Importing existing Python script modules

A common use-case for many data scientists is to incorporate existing Python scripts into Azure Machine Learning experiments. Instead of concatenating and pasting all the code into a single script box, the Execute Python Script module accepts a third input port to which a zip file that contains the Python modules can be connected. The file is then unzipped by the execution framework at runtime and the contents are added to the library path of the Python interpreter. The azureml_main entry point function can then import these modules directly.

As an example, consider the file Hello.py containing a simple “Hello, World” function.

image6

Figure 4. User-defined function.

Next, we can create a file Hello.zip containing Hello.py:

image7

Figure 5. Zip file containing user-defined Python code.

Then, upload this as a dataset into Azure Machine Learning Studio. If we then create and run a simple experiment a uses the module:

image8

image9

Figure 6. Sample experiment with user-defined Python code uploaded as a zip file.

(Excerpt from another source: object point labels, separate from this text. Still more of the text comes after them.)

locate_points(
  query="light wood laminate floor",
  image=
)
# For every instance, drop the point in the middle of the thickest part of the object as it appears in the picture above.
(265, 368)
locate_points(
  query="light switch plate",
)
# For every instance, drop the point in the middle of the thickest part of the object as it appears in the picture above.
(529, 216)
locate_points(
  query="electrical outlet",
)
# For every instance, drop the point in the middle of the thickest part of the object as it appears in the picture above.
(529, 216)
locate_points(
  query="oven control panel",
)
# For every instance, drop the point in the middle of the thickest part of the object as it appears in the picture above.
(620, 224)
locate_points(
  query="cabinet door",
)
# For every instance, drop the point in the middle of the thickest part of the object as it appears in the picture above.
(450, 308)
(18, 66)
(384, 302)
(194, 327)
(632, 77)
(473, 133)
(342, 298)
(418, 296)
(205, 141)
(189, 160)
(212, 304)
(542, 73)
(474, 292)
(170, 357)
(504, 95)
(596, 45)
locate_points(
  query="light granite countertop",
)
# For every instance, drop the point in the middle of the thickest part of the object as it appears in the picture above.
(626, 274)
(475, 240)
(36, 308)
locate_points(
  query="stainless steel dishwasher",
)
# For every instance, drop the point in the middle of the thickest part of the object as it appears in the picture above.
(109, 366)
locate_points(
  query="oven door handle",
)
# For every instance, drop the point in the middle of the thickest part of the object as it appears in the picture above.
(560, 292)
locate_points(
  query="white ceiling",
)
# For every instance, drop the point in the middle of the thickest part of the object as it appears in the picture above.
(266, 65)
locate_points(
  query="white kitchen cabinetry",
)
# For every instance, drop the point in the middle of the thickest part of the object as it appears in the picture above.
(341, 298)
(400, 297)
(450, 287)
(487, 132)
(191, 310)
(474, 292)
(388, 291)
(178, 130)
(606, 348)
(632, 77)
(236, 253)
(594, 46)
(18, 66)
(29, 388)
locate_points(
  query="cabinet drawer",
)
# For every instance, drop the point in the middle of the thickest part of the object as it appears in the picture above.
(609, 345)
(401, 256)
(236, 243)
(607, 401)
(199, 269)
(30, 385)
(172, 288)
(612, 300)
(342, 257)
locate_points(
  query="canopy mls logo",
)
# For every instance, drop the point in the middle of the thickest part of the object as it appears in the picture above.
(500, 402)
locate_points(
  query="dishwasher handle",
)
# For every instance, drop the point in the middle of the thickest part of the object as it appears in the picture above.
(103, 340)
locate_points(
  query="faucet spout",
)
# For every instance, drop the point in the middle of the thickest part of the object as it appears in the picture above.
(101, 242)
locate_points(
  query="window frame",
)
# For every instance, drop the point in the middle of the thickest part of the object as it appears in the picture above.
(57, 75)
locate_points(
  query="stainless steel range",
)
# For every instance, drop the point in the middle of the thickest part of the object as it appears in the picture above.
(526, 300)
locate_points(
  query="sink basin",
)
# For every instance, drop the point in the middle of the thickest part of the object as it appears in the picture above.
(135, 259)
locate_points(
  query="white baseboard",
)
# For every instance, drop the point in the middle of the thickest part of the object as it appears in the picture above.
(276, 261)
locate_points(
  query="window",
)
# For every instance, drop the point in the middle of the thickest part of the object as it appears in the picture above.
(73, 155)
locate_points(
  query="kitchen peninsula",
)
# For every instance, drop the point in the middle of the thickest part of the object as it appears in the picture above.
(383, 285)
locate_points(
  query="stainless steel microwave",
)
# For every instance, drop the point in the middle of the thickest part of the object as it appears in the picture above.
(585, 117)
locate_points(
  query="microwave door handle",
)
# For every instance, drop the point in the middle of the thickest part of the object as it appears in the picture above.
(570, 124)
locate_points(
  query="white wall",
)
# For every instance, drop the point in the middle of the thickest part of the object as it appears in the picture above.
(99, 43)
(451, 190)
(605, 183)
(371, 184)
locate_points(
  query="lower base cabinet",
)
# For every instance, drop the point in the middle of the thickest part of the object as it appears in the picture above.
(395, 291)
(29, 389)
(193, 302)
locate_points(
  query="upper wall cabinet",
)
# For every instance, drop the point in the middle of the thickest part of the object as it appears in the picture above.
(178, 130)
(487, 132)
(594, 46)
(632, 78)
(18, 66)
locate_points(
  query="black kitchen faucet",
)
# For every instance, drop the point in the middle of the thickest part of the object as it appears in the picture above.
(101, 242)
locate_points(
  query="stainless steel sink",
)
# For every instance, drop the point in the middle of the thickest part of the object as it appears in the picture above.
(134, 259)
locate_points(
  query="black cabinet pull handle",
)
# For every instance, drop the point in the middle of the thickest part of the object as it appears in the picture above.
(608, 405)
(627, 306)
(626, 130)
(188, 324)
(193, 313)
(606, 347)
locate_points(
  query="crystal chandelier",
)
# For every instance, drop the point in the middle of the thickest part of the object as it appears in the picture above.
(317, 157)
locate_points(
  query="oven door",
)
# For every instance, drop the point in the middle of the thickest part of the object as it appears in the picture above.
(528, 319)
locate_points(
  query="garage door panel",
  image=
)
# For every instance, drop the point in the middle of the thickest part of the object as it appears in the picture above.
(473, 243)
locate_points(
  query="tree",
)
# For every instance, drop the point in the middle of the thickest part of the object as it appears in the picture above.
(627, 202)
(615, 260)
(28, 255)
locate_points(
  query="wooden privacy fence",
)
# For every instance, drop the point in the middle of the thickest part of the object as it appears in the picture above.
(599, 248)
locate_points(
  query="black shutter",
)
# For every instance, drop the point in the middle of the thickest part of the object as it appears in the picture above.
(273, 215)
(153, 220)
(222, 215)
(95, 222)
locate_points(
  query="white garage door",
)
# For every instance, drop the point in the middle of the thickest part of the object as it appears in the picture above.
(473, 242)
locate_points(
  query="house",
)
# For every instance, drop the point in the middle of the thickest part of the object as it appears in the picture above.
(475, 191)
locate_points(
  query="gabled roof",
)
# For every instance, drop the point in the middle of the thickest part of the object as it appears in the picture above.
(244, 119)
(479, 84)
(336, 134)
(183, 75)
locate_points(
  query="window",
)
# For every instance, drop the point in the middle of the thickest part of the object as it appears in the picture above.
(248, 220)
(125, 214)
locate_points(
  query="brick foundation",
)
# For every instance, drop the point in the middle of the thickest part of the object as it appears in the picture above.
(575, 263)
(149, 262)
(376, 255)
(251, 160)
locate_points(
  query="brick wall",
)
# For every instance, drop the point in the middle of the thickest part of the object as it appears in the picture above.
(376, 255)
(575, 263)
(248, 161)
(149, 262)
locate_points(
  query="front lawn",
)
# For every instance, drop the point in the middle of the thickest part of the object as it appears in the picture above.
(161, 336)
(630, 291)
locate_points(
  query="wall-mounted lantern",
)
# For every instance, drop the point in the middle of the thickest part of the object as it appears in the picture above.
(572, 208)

The module output shows that the zip file has been unpackaged and the function print_hello has indeed been run.   image10 Figure 7. User-defined function in use inside the Execute Python Script module.

Solution 3:

As I know, you can use other packages via a zip file which you provide to the third input. The comments in the Python template script in Azure ML say:

If a zip file is connected to the third input port is connected, it is unzipped under ".\Script Bundle". This directory is added to sys.path. Therefore, if your zip file contains a Python file mymodule.py you can import it using: import mymodule

So you can package azure-storage-python as a zip file thru click New, click Dataset, and then select From local file and the Zip file option to upload a ZIP file to your workspace.

As reference, you can see more information at the section How to Use Execute Python Script of the doc Execute Python Script.